Chomp. In Los Angeles, hospital patient Letha Mooney, speechless, explained in writing that a woman named Lollipop had bitten her tongue off in a cafe brawl. Asked just how it happened, she wrote: "I don't know. It happened so fast."

Naughty. In Kansas City, Mo., 50 sulking policemen got a lecture from their chief, who had received a complaint from a judge that they had been throwing paper wads and clips and pinching each other, in his courtroom.

Grounds. In Minneapolis, Milton Oliver Brown complained that his wife, Opal Barbara, took more than her share of the bedclothes, sued her for divorce on grounds of cruel & inhuman treatment. In Indianapolis, a woman suing for divorce charged that her husband kept his gun collection and an 18-foot fishing boat in the living room. In Chicago, Mrs. Frances Toler, a model, won a divorce after complaining that she supported her husband but that he refused to do the housework.

Jurisprudence. In Flushing, L.I., Magistrate Henry A. Soffer ruled that dogs without teeth are not required to wear muzzles.

Revisitor. In Portland, Ore., for the second time in a year a prowler broke into The Wee Taverne, rifled a pinball machine, ate a banana, drank a bottle of pop and left, undisturbed by the watchdog.

Trend.

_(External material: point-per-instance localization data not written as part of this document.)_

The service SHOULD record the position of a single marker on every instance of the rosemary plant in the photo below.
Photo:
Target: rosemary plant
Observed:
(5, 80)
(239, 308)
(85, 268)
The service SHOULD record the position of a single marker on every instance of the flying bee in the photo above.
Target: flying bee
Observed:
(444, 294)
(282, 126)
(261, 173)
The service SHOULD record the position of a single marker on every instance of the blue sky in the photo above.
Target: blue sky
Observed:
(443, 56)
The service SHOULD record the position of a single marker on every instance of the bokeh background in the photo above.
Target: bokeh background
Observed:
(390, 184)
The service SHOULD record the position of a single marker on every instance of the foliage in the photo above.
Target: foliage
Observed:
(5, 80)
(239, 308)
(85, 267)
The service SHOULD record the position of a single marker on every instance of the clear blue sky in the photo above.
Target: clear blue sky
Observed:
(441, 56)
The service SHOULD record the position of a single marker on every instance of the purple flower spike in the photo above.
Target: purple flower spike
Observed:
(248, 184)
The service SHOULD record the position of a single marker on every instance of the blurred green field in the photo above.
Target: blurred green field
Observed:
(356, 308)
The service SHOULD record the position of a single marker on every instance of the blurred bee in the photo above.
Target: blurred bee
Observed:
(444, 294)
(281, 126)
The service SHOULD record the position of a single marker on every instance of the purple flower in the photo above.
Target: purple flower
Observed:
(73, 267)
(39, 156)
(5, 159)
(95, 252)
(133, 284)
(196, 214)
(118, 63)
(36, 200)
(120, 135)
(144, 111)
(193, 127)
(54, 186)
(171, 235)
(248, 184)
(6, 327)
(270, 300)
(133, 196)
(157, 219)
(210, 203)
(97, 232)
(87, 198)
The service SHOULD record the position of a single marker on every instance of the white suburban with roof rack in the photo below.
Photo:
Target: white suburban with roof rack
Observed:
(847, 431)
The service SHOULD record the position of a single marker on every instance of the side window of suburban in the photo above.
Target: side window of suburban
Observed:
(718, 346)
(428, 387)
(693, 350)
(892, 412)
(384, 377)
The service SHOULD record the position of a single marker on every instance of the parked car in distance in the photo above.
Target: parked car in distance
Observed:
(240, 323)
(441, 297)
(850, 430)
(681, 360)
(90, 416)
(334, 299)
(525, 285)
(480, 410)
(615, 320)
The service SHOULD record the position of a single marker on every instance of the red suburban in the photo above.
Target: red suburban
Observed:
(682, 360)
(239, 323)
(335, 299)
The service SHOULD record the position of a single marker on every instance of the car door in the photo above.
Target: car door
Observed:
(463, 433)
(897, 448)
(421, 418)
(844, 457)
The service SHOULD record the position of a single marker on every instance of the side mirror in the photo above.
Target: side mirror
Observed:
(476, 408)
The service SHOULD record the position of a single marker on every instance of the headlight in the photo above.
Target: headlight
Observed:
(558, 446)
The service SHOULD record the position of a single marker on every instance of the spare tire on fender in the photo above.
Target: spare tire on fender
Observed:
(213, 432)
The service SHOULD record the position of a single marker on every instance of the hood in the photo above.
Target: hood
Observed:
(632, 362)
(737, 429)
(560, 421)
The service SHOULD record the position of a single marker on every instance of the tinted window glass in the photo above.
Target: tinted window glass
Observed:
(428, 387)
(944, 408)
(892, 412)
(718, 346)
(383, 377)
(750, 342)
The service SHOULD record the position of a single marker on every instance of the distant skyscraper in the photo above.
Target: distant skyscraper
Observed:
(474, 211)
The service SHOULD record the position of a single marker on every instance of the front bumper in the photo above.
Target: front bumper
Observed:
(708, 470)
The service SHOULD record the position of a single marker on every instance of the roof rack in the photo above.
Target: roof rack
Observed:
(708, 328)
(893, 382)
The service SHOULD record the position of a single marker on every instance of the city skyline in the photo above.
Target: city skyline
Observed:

In Indianapolis, the managing director of Ice Cream Merchandising Institute unveiled before manufacturers from four States the latest ice-cream confection: a red, white & blue sundae (strawberries and blueberries on vanilla).

Description. In Atlanta, a woman suing another for alienation of affections alleged that "although the defendant's countenance strongly resembles that of a starved and perished 'possum of the Chattahoochee River Valley, she possesses a peculiar cunning." She won $500 damages.

Request. In a Chicago restaurant appeared a placard: "Kindly report persons who thoughtlessly put sugar bowls into their pockets."

Mud. In Camden, N.J., Mrs. Frances H. W. Kenworthey's car slid down a 60-foot embankment into the mud of a river. She sat there nine hours, explained to rescuers that she hadn't climbed out because she didn't want to dirty her new clothes.